Although data science is a great tool to help understand trends and anomalies, as well as to make business decisions, sometimes you need to say no to the data science project and take some necessary steps before moving forward.

More and more companies are turning to data science to help solve business problems—whether it be to identify fraud detection, optimize your supply chain, or predict customer churn. And while there is no doubt that data science can bring huge benefits, it can also result in failure without proper planning and preparation—and without proper consideration of whether to even start the project.

In this blog, we will define what data science is and what qualifies as a data science project, what types of questions you should ask and answer before starting, and when to say no to a data science project.

What is Data Science?

Data science is defined as the field of applying advanced analytics techniques—such as machine learning and predictive analytics—and scientific principles to extract meaningful and actionable insights from big data and to use them for strategic decision-making.

What Qualifies as A Data Science Project?

A data science project isn’t simply machine learning or about making predictions. In order to draw valuable information from large, complex data, a data science project requires data prep like cleansing and/or aggregation; data manipulation, such as feature engineering or transformation; and the development of statistical and machine learning models for advanced analytics—which are typically done by creating models with applications such as Python or R. Data science projects involve the entire end-to-end process of developing advanced analytics beyond just reviewing what has already happened.
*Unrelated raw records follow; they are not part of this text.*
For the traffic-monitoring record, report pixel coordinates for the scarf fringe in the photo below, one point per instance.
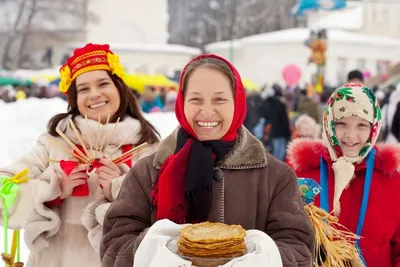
(198, 204)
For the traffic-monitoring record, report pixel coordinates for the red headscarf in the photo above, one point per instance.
(183, 191)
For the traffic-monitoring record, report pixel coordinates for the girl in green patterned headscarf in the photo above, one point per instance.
(352, 121)
(359, 182)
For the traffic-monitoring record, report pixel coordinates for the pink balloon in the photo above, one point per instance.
(291, 74)
(155, 109)
(367, 75)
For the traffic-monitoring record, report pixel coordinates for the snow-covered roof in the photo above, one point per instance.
(144, 47)
(300, 35)
(213, 46)
(350, 18)
(60, 19)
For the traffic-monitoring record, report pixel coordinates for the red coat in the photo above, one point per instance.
(380, 242)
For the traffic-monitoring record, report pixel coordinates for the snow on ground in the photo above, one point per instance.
(23, 121)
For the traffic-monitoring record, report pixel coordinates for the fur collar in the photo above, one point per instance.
(248, 152)
(304, 155)
(126, 132)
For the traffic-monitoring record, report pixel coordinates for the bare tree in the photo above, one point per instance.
(13, 32)
(47, 19)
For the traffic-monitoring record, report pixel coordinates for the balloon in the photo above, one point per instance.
(367, 75)
(291, 74)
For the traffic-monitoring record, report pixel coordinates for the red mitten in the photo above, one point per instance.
(68, 167)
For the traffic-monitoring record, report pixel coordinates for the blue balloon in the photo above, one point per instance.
(309, 189)
(307, 5)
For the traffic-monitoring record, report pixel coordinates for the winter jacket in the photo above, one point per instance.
(68, 234)
(254, 190)
(380, 236)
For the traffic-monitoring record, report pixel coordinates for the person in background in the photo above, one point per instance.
(274, 111)
(306, 127)
(150, 101)
(254, 101)
(355, 76)
(308, 106)
(170, 100)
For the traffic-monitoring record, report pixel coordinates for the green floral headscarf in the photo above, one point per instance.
(351, 100)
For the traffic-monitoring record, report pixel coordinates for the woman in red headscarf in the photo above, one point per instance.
(209, 169)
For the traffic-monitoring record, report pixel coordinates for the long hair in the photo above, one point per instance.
(129, 105)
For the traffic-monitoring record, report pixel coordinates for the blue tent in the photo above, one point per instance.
(307, 5)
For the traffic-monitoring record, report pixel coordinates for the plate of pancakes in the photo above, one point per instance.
(210, 244)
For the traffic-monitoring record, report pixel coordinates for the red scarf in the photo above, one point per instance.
(168, 194)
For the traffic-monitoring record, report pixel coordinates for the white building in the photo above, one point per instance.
(138, 32)
(128, 21)
(374, 17)
(262, 57)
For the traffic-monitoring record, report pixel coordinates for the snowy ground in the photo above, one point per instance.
(22, 122)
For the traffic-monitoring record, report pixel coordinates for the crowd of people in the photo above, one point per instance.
(97, 205)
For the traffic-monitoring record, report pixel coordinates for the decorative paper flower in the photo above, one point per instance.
(115, 65)
(65, 79)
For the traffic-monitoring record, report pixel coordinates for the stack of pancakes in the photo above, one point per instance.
(212, 241)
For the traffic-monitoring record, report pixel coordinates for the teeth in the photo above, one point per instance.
(207, 124)
(98, 105)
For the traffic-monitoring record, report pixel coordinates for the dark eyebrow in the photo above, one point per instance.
(98, 81)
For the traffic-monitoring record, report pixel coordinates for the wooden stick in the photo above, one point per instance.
(97, 135)
(112, 133)
(80, 139)
(130, 157)
(63, 148)
(104, 134)
(72, 145)
(89, 135)
(120, 144)
(131, 151)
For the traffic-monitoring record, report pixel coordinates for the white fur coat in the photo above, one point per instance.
(68, 235)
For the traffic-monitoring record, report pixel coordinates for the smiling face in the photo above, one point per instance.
(209, 103)
(97, 95)
(352, 133)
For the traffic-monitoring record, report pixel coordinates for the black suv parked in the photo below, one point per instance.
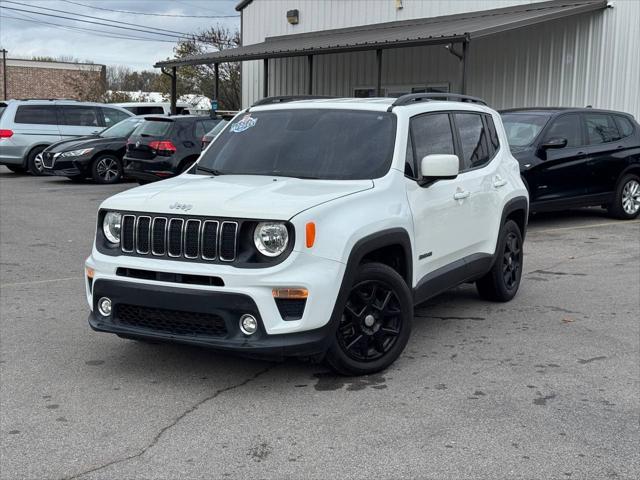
(577, 158)
(164, 146)
(97, 156)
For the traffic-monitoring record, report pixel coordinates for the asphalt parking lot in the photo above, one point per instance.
(546, 386)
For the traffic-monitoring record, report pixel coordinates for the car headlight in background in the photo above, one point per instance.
(271, 238)
(76, 153)
(111, 226)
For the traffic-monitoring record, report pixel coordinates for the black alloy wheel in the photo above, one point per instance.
(375, 323)
(501, 283)
(371, 321)
(106, 169)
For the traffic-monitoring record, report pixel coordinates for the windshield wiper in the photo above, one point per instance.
(212, 171)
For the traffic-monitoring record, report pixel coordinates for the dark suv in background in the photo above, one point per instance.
(164, 146)
(577, 158)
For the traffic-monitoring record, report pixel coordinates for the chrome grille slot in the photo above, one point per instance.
(159, 236)
(174, 237)
(209, 240)
(192, 238)
(228, 241)
(143, 235)
(127, 234)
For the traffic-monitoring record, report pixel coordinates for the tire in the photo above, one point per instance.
(626, 202)
(106, 169)
(16, 168)
(502, 282)
(34, 164)
(376, 322)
What Questions Should Be Asked and Answered Before Starting a Data Science Project?

It’s easy to get swallowed up in a data science project—especially if you jump in headfirst without taking the time to identify key players in the project and asking some basic questions:

Does your data science project have a stakeholder and a champion?

First, it is important that your data science project has both a stakeholder(s) as well as a champion. The stakeholder(s) is the person who presents the business case for the project and the champion is the person who really sells it to the rest of the organization. You cannot have a successful data science project without buy-in from end users and without sign-off from the c-suite or whoever is making the financial decision to proceed.

How analytically mature is your organization?

The next step is to look at what you’re already doing with data and the level of analytics maturity within your organization. Are you currently analyzing what “has” already happened (descriptive analytics) through tools like Power BI, Qlik, Tableau, etc.? If so, then you may be ready for advanced analytics. If not, you’ll want to take the necessary steps to first analyze what has happened, and then possibly look to understand “why” something has happened (diagnostic analytics), as that might be enough information to solve your business problem more immediately and with less resources. It can also help provide insight into features for what “will happen” (predictive analytics) in the future. You don’t want to run before you can crawl—especially with analytics – as it will slow you down and likely lead to a failed project.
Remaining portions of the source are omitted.